Gildas Secretin alias Garden With Lips ressuscite les brumes du Seventeen Seconds des Cure sur Pelissandre, son quatrième album à ce jour.
Le moins que l’on puisse dire, c’est que certains artistes ne se laissent pas piéger par une recette certes aboutie mais par trop confortable. Chacun des disques de Gildas Secretin ou plutôt Garden With Lips semble être la naissance d’un projet relancé de zéro. Pas un acte de réaction face à ce qui précédait ni un rejet de ce qui a déjà été fait mais plutôt la superposition progressive d’envies et de découvertes frissonnantes.
De Radeau De Bois (2013) et son folk psychédélique, on retrouvera ici le chant chuchoté comme une confidence susurrée. De La Voix De Mon Rêve (2015), Gildas Secretin aura retenu la leçon qu’une maîtrise des arrangements qui ne choisit jamais entre efficacité pop et étrangeté pernicieuse donne à ses compositions une imprévisibilité bienvenue. De La Vie De Court (2016), Garden With Lips a conservé une envie d’expérimentation laissée ici en arrière dans le background. Car autant son précédent album était filandreux et sinueux, autant Pelissandre assume plus une ligne claire qui n’est jamais totalement transparente. A l’origine d’un disque, il y a souvent une envie, une découverte, un coup de cœur ou la réminiscence d’un souvenir enfoui.
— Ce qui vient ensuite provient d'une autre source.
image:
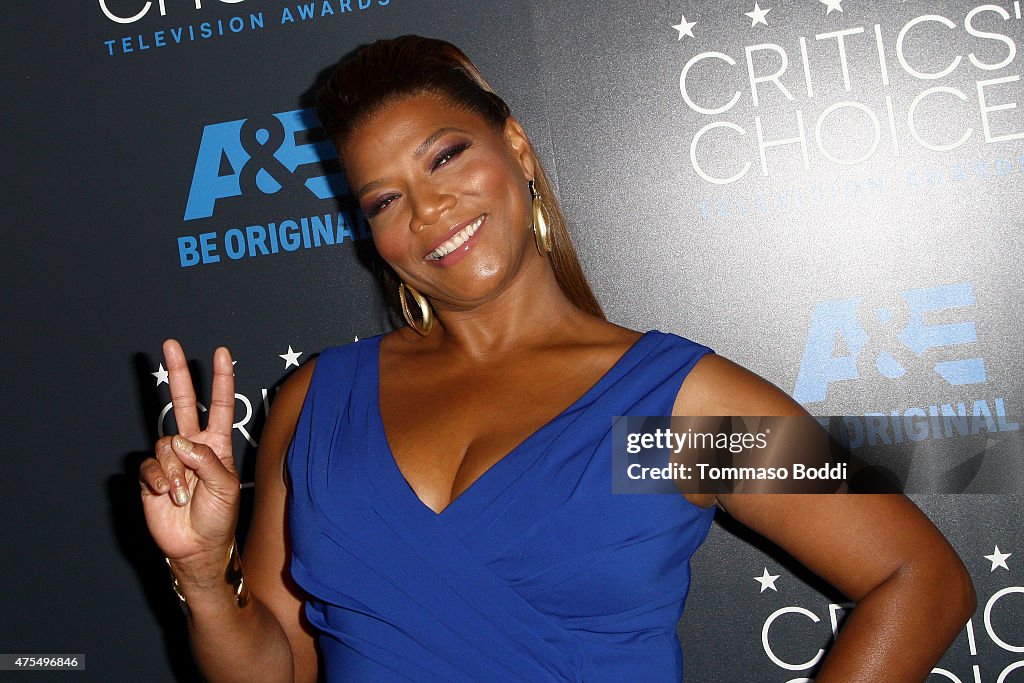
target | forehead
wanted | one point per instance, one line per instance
(399, 127)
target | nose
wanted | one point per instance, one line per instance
(428, 205)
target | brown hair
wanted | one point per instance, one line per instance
(378, 74)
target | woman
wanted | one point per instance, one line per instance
(433, 504)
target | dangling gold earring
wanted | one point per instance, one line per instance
(541, 232)
(426, 313)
A l’écoute de Pelissandre, on imagine aisément Gildas Secretin se replongeant dans le minimalisme brumeux des Cure période Seventeen Seconds (1980). Dès Face Le Monde en ouverture, on y croise les rythmiques sèches et alanguies du In Your House de Robert Smith mêlées à la tristesse latente du Tender Prey (1988) du Bad Seeds en chef. Pourtant, on ne viendra pas chercher ici un disque « à la manière de ». Au contraire, ce qui dégage de la musique de Garden With Lips c’est assurément un particularisme, ce que l’on appelle parfois une identité, un style propre. Ici, on pourrait dire une personnalité. Sauf qu’elle serait troublée par une multiplicité d’autres individus qui habiteraient sa minuscule boite crânienne. Un individu contrôlé par les voix intérieures qui parlent à sa place. Ian Curtis parlait de la perte de contrôle, Garden With Lips la vit totalement.
https://youtu.be/s7g3uIWMsVI
A la base, Garden With Lips était un projet récréatif d’un homme d’images. Gildas Secretin est en effet graphiste de métier. Proche du brestois Arnaud Le Gouëfflec, il est le monsieur qui fait les images du label L’église de la petite folie mais également celle du Festival Invisible, beau rendez-vous musical à la mi-novembre dans la cité du Ponant.D’où peut-être cette impression tenace de juxtapositions de collages, autres miniatures et visions.
Pour ce quatrième album, il a voulu se faire accompagner dès la genèse des chansons et sa rencontre avec Joseph Bertrand alias Centredumonde (autre signature du label) sonne comme une évidence. Le brestois apporte cette monotonie du quotidien, cette morosité sourde qui rit jaune à travers des arrangements qui dérivent souvent comme une barque à contre-courant. L’espace c’est toi rappelle cette description presqu’anecodtique d’une banalité qui se ne cache pas, de celle que l’on retrouve dans les compositions de Centredumonde. Certes, nous oublions peut-être la galanterie en citant Gisèle Pape à la suite du brestois mais sa présence est toute aussi indispensable dans sa discrétion et son chant en contre-point car elle permet à l’auditeur de prêter attention aux infimes particules d’un disque de détails.
Jamais à l’abri d’un paradoxe, du moins ne l’évitant jamais, Garden With Lips joue entre sensualité et froideur, des gouttes sur l’eau que l’on imagine frissonnantes qui brûlent la peau sur L’ondée ressemble en tous points à une relecture, à une interprétation de vieux codes new-wave, un peu à l’image de ce que pouvait proposer Dominique A sur La Musique/La Matière (2009) et sur Nanortalik ou Le Bruit Blanc De L’été.
https://www.youtube.com/watch?v=VOX0HVbdu7M
Plus immédiatement accessible que les trois autres disques de Garden With Lips, Pelissandre conserve toutefois une forme d’énigme, une sorte d’énergie fébrile que l’on ne parvient jamais totalement à contenir, une proposition à dévier des chemins habituels et à s’égarer dans des dédales passionnants.